Practice Exam Questions

Currency Appreciation and impact on Inflation - Chain of Reasoning

Level:
AS, A-Level, IB
Board:
AQA, Edexcel, OCR, IB, Eduqas, WJEC

Last updated 24 Nov 2022

In this short revision video we walk through an example of a chain of reasoning on the link between a currency appreciation and the rate of inflation in an economy. We add a little evaluation into the mix as well!

Currency Appreciation and impact on Inflation - Chain of Reasoning

Question

Analyse how an appreciation in a nation’s currency can affect their inflation rate.

Chain of Analytical Reasoning

  • A currency appreciates inside a floating exchange rate system when the external value rise against other currencies.
  • One way this can impact on inflation is through a reduction in import prices.
  • Since most commodities are priced in US dollars, if for example, the Euro appreciates against the $, then prices of imported energy and raw materials & components into countries such as Spain will fall.
  • As a result, there will be an outward shift of short run aggregate supply (SRAS). Consequently, there is downward pressure on the general price level.
  • Thus, the annual rate of inflation may fall - this is known as disinflation.
  • In addition, a stronger currency makes exports less price competitive in overseas markets.
  • If export volumes contract, there will be a fall in AD, perhaps leading to a negative output gap and a fall in demand-pull inflationary pressures.
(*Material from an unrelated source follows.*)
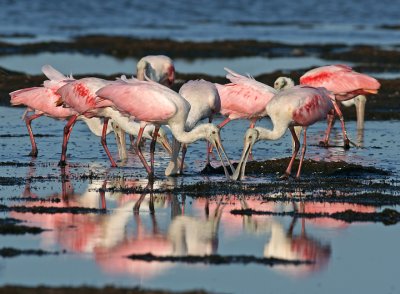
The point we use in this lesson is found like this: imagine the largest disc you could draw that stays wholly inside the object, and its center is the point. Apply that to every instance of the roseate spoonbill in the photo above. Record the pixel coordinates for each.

Supporting Analysis Diagram

Brief Evaluation Perspective

  1. The impact on inflation depends on the extent to which a country is highly dependent on imported raw materials & energy supplies
  2. The effect on inflation depends on PED for their exports – i.e. will there be a fall in X demand if overseas export prices rise?
  3. The exchange rate is not the only factor influencing the rate of inflation. External factors such as world commodity prices are important.
  4. It is possible that an appreciation in the exchange rate may make the Central Bank more willing to cut interest rates. Which in turn could increase demand-pull inflationary pressures.